Fuji flays U.S. review of trade barriers Kodak has alleged unfairness in Japan


WASHINGTON -- Fuji Photo Film, citing "glaring flaws" in an annual U.S. review of foreign trade barriers, yesterday renewed its call for a neutral fact-finding mechanism to resolve allegations that Japan's market for photographic film isn't open to foreign competition.

A National Trade Estimate report released this week "provides a one-sided picture of market conditions in Japan," Fuji Film lawyer Bill Barringer said in a letter delivered to U.S. Trade Representative Mickey Kantor.

The NTE report is based entirely on the "uncritical acceptance of Kodak's allegations rather than any objective investigation of hotly disputed facts," Mr. Barringer said in his letter to Mr. Kantor.

The annual report called on Japan to begin government-to-government talks with the United States to develop a framework agreement to open Japan's photographic market.

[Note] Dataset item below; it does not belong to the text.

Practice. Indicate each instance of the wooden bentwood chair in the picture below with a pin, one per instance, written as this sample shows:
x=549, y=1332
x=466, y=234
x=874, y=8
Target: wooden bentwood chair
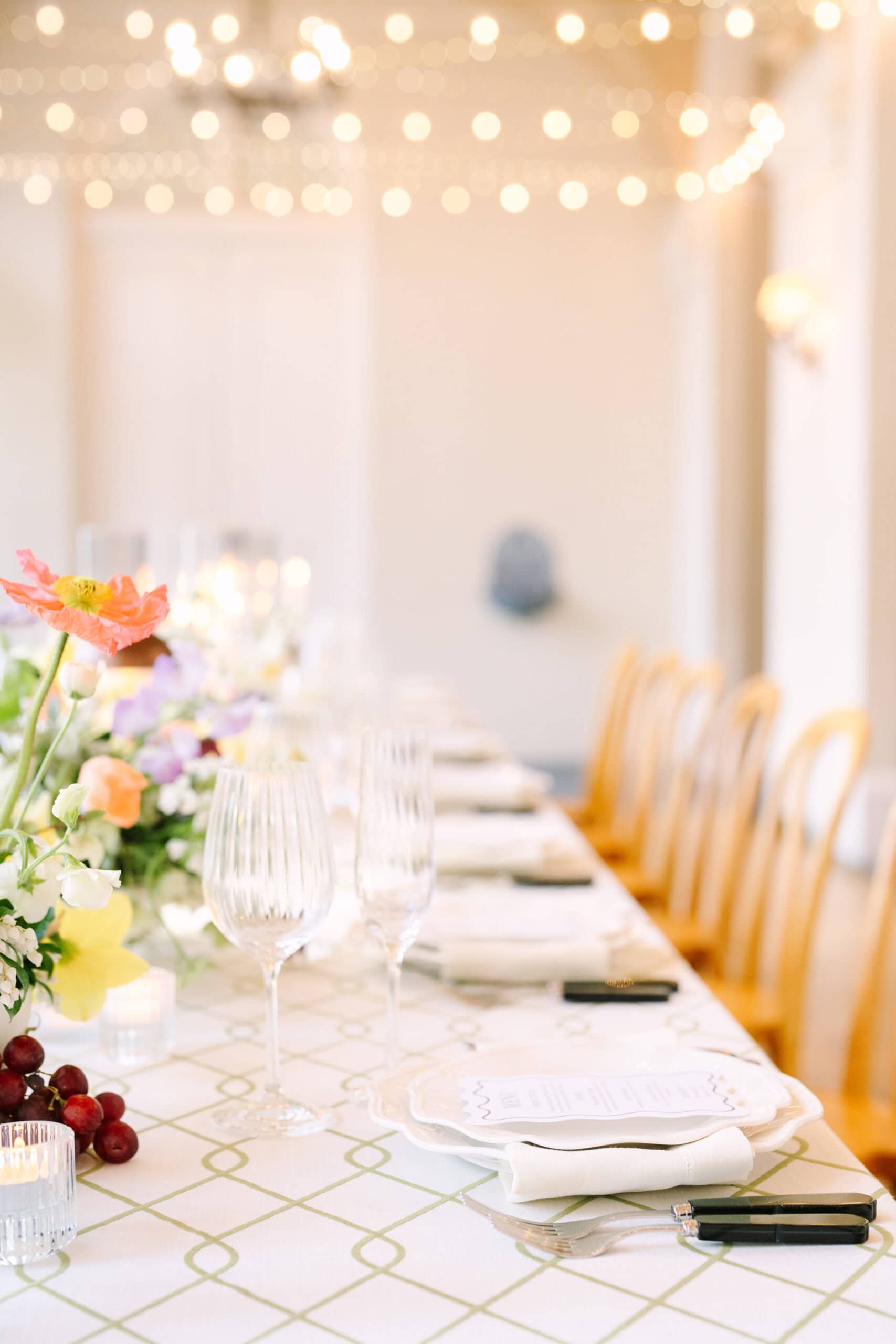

Rochester, N.Y.-based Eastman Kodak Co. alleges that Fuji Photo Film, in collusion with the Japanese government, has locked up more than 80 percent of Japan's lucrative photo market, denying foreign companies a fair share.

The United States began a Section 301 trade investigation to determine whether Kodak's claims are warranted. The year-long probe is to be completed in July.

Japan has refused to discuss the issue with U.S. officials, saying the matter should be referred to a World Trade Organization panel. The U.S. government and Kodak want Washington and Tokyo to hold talks to resolve the issue.

Fuji said the report contains several "factual distortions," citing statements regarding distribution systems, the availability of Kodak film, and price competition in the Japanese market. "In sum, on one critical factual issue after another, the NTE report presents only one side of the story -- Kodak's side," Mr. Barringer said.